Tout cela a poussé les États-Unis dans une guerre pour le matériel médical, se battant et rivalisant pour garantir l’approvisionnement, allant même jusqu’à faire des enchères pour acheter ce dont ils ont besoin.
« La Californie fait une offre, la Floride fait une offre, New York fait une offre, la Californie répond à l'offre — c'est ce pour quoi les 50 États des États-Unis se disputent l'achat.
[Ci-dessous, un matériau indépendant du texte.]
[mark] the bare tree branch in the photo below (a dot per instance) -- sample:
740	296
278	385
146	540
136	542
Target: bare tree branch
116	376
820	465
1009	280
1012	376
Le gouverneur de New York, Andrew Cuomo, a comparé la compétition à « une vente aux enchères de respirateurs sur eBay » et les prix n’ont cessé d’augmenter.
Début mars, la Réserve stratégique américaine a annoncé disposer de plus de 16 000 respirateurs, dont certains avaient été achetés il y a 20 ans et d'autres étaient en cours de maintenance. Ces respirateurs, équipements médicaux essentiels au traitement des patients atteints de la Covid-19, coûtent aujourd'hui entre 25 000 et 45 000 dollars.
Les masques faciaux se font également rares, ce qui incite les Centres pour le contrôle et la prévention des maladies (CDC) des États-Unis à recommander aux soignants d'utiliser des masques ou des foulards faits maison en cas de pénurie d'équipements de protection. Les hôpitaux recherchent également de toute urgence des bénévoles ayant des compétences en couture pour les aider.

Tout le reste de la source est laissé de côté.